Our directors, executive officers and principal stockholders will continue to have substantial control over our company, which could limit your ability to influence the outcome of key transactions, including a change of control.
Our directors, executive officers and each of our 5% stockholders and their affiliates, in the aggregate, beneficially own approximately 55% of the outstanding shares of our common stock, based on the number of shares outstanding as of September 2, 2022. As a result, these stockholders, if acting together, will be able to influence or control matters requiring approval by our stockholders, including the election of directors and the approval of mergers, acquisitions or other extraordinary transactions. They may also have interests that differ from yours and may vote in a way with which you disagree and which may be adverse to your interests. This concentration of ownership may have the effect of delaying, preventing or deterring a change of control of our company, could deprive our stockholders of an opportunity to receive a premium for their common stock as part of a sale of our company and might ultimately affect the market price of our common stock.

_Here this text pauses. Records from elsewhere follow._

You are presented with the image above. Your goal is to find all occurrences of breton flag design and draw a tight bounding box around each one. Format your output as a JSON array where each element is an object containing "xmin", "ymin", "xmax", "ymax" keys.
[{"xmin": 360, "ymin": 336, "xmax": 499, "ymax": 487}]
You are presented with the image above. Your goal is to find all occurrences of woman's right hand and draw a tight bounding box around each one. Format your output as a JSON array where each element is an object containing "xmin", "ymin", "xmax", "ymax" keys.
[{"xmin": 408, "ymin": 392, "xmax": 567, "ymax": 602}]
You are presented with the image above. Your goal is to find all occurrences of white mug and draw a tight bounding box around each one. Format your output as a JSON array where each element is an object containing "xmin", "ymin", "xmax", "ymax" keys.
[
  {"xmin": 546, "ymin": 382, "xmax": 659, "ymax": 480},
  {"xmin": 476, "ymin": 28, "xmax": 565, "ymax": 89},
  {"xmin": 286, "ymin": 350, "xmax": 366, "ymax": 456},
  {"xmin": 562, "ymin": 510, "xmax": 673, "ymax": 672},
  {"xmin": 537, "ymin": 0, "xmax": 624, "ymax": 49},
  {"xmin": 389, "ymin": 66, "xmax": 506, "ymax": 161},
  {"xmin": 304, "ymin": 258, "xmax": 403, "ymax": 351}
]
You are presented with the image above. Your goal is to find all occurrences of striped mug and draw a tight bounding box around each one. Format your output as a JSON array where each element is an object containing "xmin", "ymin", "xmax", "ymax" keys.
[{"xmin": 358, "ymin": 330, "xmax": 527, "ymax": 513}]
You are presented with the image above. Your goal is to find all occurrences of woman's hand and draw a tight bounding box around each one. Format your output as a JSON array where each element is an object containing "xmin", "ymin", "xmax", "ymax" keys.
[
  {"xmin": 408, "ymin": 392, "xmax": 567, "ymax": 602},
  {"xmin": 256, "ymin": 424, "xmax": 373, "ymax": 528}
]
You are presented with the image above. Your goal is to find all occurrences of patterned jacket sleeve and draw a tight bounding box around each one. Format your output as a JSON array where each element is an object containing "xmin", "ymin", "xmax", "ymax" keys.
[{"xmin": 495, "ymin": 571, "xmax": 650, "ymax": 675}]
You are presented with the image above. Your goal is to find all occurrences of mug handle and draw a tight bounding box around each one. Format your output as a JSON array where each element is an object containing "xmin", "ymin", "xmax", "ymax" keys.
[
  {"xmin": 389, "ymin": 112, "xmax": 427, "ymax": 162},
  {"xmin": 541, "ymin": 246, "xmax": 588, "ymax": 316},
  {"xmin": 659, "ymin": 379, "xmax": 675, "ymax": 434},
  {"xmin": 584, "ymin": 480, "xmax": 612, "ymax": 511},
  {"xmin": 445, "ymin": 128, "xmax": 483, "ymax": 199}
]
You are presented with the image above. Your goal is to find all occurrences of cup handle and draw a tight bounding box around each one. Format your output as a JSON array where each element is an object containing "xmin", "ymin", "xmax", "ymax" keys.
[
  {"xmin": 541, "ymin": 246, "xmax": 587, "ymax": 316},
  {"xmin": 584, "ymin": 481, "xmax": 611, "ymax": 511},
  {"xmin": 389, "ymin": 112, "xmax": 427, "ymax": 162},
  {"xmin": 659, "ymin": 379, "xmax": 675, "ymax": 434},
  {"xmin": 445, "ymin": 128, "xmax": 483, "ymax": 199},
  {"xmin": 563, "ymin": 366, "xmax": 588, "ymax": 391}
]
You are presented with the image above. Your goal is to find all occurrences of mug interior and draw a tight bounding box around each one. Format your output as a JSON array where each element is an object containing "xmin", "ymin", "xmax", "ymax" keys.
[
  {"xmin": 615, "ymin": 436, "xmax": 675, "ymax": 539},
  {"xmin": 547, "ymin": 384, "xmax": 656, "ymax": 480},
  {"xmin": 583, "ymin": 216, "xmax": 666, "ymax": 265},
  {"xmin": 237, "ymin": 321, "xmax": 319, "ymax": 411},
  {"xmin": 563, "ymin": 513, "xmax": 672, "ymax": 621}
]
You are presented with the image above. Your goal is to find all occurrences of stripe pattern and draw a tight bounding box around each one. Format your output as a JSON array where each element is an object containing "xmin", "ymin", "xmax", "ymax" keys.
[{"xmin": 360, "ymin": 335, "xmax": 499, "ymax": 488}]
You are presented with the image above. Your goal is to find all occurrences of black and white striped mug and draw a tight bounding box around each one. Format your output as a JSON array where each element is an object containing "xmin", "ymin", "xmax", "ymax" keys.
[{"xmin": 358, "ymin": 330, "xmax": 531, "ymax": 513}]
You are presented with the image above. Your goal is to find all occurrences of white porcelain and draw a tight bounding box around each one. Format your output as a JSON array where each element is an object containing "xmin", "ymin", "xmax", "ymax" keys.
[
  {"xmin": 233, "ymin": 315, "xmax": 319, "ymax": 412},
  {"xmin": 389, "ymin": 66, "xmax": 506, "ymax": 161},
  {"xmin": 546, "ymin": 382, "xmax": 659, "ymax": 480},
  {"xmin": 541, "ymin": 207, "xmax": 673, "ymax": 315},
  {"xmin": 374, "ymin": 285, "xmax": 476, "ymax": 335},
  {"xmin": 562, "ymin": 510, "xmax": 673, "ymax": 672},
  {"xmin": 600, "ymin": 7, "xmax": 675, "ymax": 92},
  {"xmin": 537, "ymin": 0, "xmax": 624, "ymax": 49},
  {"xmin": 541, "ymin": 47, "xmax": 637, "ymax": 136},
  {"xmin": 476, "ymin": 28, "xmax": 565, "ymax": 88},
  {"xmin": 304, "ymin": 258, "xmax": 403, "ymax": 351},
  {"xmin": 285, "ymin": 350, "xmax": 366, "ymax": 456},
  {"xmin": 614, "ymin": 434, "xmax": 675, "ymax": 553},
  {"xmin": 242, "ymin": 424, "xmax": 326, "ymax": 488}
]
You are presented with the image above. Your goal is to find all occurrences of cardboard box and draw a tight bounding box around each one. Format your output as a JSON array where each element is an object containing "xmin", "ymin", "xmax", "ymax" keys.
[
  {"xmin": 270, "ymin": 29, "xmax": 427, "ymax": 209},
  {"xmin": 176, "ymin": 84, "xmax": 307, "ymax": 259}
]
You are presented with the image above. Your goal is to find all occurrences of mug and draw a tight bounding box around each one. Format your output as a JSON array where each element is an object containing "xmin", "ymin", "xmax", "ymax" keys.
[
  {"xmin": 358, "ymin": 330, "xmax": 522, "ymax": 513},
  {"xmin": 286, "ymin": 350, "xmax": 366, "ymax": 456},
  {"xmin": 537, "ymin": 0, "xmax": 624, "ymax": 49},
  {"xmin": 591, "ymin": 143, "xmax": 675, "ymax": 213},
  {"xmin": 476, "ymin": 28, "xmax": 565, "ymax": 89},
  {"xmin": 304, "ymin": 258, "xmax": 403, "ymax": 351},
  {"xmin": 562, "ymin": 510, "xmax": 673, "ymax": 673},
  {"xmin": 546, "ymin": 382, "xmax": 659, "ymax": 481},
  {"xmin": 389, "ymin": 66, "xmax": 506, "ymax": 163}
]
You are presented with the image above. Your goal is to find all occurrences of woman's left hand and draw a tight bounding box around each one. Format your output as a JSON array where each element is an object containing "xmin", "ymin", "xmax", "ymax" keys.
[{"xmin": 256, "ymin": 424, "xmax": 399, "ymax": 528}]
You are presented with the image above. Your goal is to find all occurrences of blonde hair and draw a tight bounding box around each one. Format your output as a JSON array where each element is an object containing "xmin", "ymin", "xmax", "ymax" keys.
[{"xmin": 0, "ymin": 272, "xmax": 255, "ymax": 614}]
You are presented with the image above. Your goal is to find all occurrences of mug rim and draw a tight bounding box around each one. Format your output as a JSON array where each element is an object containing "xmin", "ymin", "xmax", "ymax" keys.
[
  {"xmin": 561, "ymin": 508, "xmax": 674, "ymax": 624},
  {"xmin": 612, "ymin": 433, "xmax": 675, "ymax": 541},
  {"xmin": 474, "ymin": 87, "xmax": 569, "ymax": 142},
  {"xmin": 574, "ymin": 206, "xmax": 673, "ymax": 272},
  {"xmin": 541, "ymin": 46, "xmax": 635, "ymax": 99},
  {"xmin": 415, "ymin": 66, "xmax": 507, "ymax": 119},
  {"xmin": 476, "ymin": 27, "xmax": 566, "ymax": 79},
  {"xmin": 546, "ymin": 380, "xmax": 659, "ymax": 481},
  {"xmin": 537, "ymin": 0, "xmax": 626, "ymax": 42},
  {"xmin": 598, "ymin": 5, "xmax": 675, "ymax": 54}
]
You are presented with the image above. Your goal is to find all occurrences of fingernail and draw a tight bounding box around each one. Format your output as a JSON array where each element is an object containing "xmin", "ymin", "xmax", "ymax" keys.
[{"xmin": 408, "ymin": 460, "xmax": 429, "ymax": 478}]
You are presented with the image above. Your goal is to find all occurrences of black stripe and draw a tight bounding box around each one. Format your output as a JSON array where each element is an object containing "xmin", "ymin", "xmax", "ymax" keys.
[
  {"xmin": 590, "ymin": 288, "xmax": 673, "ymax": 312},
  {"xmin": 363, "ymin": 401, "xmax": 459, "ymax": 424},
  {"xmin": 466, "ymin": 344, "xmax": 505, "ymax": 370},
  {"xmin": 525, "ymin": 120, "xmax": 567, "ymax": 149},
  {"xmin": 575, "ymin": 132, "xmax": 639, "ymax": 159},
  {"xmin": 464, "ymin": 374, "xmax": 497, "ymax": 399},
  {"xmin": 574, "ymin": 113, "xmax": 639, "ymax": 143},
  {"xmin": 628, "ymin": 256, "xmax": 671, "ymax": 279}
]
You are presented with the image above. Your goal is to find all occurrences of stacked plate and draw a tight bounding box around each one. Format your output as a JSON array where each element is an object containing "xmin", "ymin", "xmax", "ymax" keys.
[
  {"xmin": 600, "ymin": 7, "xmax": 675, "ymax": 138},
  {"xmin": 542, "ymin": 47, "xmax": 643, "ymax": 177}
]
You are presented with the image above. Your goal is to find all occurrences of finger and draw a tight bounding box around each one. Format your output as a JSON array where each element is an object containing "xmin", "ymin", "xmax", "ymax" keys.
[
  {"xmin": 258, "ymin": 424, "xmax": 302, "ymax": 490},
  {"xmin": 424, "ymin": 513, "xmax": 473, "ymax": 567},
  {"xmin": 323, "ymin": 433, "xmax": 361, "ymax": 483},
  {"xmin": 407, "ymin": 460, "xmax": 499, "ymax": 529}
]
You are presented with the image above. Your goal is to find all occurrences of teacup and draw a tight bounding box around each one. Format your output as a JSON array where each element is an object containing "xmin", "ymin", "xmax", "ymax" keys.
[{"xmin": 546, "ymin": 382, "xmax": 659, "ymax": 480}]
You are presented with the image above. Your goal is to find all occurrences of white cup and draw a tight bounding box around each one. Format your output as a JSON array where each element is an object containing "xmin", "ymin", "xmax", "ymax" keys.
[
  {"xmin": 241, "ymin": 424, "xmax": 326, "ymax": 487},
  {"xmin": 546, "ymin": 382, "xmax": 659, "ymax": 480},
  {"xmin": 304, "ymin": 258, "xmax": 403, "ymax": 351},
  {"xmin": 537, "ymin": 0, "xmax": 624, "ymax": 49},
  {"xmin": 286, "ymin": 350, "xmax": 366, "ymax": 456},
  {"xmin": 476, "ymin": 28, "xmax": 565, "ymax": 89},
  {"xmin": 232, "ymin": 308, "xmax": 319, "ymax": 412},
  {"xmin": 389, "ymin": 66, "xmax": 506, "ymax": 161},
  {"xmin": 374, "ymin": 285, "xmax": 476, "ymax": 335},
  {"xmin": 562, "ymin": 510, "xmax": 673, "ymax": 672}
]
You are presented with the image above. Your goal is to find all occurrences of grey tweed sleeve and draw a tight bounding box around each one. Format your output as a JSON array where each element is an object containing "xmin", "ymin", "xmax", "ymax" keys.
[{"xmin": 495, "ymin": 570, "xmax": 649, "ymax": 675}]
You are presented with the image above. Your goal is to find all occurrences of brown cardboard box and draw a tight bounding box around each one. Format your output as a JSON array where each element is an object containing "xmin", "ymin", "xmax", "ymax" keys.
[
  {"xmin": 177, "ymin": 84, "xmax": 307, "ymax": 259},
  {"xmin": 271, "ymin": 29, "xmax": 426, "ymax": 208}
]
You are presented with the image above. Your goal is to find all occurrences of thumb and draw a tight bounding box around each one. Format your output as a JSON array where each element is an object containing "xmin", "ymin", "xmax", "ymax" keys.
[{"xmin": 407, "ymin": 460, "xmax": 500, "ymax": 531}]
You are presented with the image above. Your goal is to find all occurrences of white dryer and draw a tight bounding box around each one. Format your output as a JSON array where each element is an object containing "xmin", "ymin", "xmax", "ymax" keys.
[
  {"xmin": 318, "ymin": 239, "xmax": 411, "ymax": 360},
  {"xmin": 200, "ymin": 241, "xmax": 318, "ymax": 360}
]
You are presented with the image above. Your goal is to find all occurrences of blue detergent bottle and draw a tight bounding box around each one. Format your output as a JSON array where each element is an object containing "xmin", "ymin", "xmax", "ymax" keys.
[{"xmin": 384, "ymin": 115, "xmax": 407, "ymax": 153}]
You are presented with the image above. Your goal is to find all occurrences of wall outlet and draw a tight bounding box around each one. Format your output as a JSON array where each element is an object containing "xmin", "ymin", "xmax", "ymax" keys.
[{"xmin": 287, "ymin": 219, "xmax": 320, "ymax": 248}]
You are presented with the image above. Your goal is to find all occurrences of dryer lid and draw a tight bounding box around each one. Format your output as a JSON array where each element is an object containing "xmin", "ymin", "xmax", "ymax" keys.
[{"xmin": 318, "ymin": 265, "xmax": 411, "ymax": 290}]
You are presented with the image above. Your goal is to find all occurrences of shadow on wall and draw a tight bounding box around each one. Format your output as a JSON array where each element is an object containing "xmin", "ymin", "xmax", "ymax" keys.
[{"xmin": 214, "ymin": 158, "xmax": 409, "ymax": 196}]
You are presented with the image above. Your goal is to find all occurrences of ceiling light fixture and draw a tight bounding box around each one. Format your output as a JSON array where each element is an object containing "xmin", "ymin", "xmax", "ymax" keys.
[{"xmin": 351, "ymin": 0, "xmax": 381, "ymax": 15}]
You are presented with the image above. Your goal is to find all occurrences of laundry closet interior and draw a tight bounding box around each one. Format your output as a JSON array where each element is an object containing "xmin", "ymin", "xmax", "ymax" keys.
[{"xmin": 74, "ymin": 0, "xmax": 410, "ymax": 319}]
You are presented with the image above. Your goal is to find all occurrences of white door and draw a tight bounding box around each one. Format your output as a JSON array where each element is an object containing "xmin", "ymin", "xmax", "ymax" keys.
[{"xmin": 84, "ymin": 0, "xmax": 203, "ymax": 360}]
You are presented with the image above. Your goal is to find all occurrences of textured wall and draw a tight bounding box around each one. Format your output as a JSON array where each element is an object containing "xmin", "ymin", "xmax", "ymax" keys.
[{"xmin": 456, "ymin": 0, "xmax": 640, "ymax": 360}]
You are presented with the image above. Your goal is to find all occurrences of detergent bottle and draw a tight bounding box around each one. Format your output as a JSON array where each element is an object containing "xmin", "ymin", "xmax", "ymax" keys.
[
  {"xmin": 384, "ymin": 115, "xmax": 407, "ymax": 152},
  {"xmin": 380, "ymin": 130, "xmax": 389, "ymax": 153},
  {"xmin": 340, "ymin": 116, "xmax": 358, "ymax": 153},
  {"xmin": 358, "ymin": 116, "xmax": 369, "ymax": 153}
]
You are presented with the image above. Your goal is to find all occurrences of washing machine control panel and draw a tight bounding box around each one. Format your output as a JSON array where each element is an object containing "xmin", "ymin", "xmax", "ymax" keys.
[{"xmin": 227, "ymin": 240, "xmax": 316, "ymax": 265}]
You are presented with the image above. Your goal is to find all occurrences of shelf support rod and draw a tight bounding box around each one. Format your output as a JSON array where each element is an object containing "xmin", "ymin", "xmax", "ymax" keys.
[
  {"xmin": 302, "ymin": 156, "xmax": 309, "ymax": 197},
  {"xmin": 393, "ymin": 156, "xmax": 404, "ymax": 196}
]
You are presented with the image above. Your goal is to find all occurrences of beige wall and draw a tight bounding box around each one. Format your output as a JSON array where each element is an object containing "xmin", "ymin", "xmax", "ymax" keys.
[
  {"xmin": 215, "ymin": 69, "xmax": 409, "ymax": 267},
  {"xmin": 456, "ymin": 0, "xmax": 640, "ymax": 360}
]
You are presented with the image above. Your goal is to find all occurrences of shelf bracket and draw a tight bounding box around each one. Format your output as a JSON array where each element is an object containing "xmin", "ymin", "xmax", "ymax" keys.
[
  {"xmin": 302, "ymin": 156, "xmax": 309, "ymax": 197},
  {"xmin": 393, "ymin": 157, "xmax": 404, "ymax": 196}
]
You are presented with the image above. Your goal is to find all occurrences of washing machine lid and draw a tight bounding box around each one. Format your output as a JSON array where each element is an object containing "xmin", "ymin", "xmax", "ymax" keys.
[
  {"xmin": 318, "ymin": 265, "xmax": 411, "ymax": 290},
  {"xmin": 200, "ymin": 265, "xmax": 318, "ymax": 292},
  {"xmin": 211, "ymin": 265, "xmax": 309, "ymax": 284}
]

The actual number of shares of common stock we will issue under the equity distribution agreement, at any one time or in total, is uncertain.
Subject to certain limitations in the equity distribution agreement and compliance with applicable law, we have the discretion to deliver an instruction to Credit Suisse at any time throughout the term of the equity distribution agreement to sell shares of common stock. The number of shares of common stock that are sold by Credit Suisse after delivering an instruction will fluctuate based on a number of factors, including the market price of the shares of common stock during the sales period, limits we set with Credit Suisse and demand for our shares of common stock during the sales period. Because the price per share of each share of common stock sold will fluctuate based on the market price of our common stock during the sales period, it is not possible at this stage to predict the number of shares of common stock that will be ultimately issued, if any.
The common stock offered hereby will be sold in “at the market” offerings, and investors who buy shares at different times will likely pay different prices.
Investors who purchase shares of our common stock in this offering at different times will likely pay different prices, and so may experience different levels of dilution and different outcomes in their investment results. We will have discretion, subject to market demand, to vary the timing, prices, and numbers of shares of common stock sold, and there is no maximum sales price. Investors may experience a decline in the value of their shares of common stock as a result of share sales made at prices lower than the prices they paid.
We do not intend to pay dividends on our common stock for the foreseeable future.
We have never declared or paid any cash dividends on our common stock. We currently intend to retain any future earnings and do not expect to declare or pay any cash dividends for the foreseeable future. Any future determination to declare cash dividends will be made at the discretion of our board of directors, subject to applicable laws, after taking into account our financial condition, results of operations, capital requirements, general business conditions and other factors that our board of directors may deem relevant. As a result, capital appreciation in the price of our common stock, if any, may be your only source of gain on an investment in our common stock.
Because we have broad discretion in how we use the proceeds from this offering, we may use the proceeds in ways in which you disagree.
We intend to use the net proceeds, if any, from this offering for general corporate purposes, including working capital and operating expenses. We may also use a portion of such proceeds to acquire or invest in businesses, products, services or technologies; however, we do not have binding agreements or commitments for any material acquisitions or investments at this time. See “Use of Proceeds.” Accordingly, our management will have significant flexibility in applying the net proceeds, if any, from this offering. You will be relying on the judgment of our management with regard to the use of the net proceeds, and you will not have the opportunity, as part of your investment decision, to assess whether the proceeds are being used appropriately.
It is possible that the net proceeds will be invested in a way that does not yield a favorable, or any, return for us. The failure of our management to use such funds effectively could have a material adverse effect on our business, financial condition, results of operations and cash flow.